In Brattleboro, Residents At Odds Over What To Do About Panhandlers

Oct 6, 2017

A conversation in Brattleboro about panhandling has led to some tough debates over homelessness, mental illness, drug addiction, but there's still no consensus on what to do about people in the street asking for money.

A few months ago some Brattleboro residents asked the selectboard to do something about the number of people panhandling downtown.

People said they felt unsafe, and that they hoped the town could come up with a solution.

Selectboard chairwoman Kate O'Connor says the board is working to come up with some solutions.

"Obviously we don't want it to be happening here because it makes some people uncomfortable," says O'Connor. "So I think as community leaders it's incumbent upon us to listen to what the public's concerns are and do what we can to help."

Landing on an appropriate course of action, however, has been a challenge.

The board considered printing a flyer that would be distributed around town, and even that caused controversy.

Some area social service groups refused to be included because they said the wording was too harsh, and that it stigmatized people who panhandled.

O'Connor says the town is still trying to figure out its role in tackling the problem.

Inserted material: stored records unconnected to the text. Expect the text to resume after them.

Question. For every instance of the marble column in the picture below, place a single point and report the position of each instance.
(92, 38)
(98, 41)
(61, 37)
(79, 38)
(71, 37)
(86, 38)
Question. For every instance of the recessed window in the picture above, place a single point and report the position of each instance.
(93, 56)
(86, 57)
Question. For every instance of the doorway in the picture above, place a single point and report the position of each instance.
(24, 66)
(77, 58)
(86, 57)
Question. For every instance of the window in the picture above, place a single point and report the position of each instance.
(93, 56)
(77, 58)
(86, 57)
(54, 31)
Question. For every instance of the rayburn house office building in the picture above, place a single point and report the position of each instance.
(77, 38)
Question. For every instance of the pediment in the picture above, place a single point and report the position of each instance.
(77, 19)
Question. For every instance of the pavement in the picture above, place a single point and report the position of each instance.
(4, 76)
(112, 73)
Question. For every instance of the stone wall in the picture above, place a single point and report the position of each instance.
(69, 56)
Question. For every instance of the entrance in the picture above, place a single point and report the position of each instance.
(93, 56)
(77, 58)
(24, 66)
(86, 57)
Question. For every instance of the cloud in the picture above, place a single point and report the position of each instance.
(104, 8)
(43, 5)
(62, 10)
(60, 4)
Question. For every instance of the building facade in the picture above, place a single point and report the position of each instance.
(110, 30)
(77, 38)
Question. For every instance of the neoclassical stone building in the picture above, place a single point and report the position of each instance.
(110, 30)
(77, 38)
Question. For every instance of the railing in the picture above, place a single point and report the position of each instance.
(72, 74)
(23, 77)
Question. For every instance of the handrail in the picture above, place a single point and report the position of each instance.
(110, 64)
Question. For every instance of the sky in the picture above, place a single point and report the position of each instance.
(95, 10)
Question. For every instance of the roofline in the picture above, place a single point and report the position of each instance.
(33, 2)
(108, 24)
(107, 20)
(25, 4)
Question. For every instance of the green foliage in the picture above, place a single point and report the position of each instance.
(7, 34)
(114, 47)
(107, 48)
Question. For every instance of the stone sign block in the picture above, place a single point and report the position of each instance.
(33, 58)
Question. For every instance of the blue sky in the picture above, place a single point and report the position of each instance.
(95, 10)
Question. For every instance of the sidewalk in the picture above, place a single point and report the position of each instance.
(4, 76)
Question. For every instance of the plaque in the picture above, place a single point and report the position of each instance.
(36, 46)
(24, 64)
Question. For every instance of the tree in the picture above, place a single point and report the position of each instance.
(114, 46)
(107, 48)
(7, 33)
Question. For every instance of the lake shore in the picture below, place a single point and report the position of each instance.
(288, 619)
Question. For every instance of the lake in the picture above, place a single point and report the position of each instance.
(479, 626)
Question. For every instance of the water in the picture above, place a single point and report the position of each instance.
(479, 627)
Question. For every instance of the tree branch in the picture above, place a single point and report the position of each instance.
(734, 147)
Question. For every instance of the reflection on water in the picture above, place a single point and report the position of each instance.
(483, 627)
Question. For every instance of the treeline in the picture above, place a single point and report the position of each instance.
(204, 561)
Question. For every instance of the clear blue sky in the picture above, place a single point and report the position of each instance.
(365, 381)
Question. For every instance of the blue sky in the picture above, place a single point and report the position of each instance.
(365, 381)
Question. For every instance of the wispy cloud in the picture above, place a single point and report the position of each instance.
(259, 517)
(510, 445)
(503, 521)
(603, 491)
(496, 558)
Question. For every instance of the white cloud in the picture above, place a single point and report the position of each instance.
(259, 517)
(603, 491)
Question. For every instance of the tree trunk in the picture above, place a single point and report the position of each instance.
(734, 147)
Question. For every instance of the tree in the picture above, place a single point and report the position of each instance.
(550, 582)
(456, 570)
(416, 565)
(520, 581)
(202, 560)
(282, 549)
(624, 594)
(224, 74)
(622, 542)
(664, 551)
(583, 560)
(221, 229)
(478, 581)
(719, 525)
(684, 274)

"It's hard to  know, why are they there? You know, do they choose to be there, or are they down on their luck. Is it poverty? So I think it's just a deeper issue than seeing somebody on the street, holding a sign. And so I think that's what people struggle with, is figuring out how do deal with those bigger issues or the underlying issues to some of this," O'Connor says.

"Obviously we don't want it to be happening here because it makes some people uncomfortable. So I think as community leaders it's incumbent upon us to listen to what the public's concerns are and do what we can to help." — Kate O'Connor, Brattleboro Selectboard chairwoman

Dick Degray's family owns a Main Street gift shop and he says the big social issues that might be leading to panhandling need to be addressed.

But he wants the selectboard to do something, now, to make sure people feel safe and comfortable walking the streets of Brattleboro.

"This issue is about safety, and it's about people saying that they don't feel comfortable right now in our town," DeGray says. "And I believe that the issue has been sidetracked to talk about all kinds of different social issues. And whether it's affordability, whether it's  poverty, whether it's drug addiction. And  I think that what happened to this, is that it got pulled in all different directions and to me that's what made it a polarizing issue."

James Douglas says he moved to Brattleboro about six months ago. He's homeless, and he says panhandling, right now, is his only option for getting some cash.

" I'm trying to get myself up on my feet," he says. "Occasionally I come out here and I panhandle so that I can pay the bills that unfortunately our society dictates we must have because this is a capitalist society."

Douglas lives in a tent, and he says he's paying attention to the town wide discussion.
He says all the talk has affected the money he's able to collect on the streets of Brattleboro.

"It seems more and more people are turning sour because the publicity that it's getting is that it's all about drug addicts, and that you're feeding drug addicts and drug addicts are bad," Douglas says. "But it's really not the fact that drug addicts are bad. All of these people are good people, but they have bad things going on in their lives."

 The one thing that everyone agrees on is that, in the United States, panhandling is legal.

Brattleboro Police Chief Mike Fitzgerald, left, and Officer Colby Kerylow, check out a section of Brattleboro that's a known spot for drug use.
Credit Howard Weiss-Tisman / VPR

Brattleboro Police Chief Mike Fitzgerald says panhandling is protected by the First Amendment.

He's been actively working with area social service agencies, town officials, and some volunteers to address the problem.

Fitzgerald says there are lines that panhandlers can't cross, and if anyone is hassled or physically threatened, his officers will respond.

But he says those who feel uncomfortable with people in the street asking for money should probably take the long view, and be patient.

"Remember, there's a lot of people working behind the scenes, and in front of the scenes, on addressing this symptom of what is actually at the core," he says. " We have to address what's causing them to panhandle and then we can look at getting them away from having to panhandle."

The town is considering a few options, including starting a jobs program, or maybe installing donation boxes around town for those who do want to give money to help out people who need it.

 The selectboard is expected to continue this discussion at their next meeting.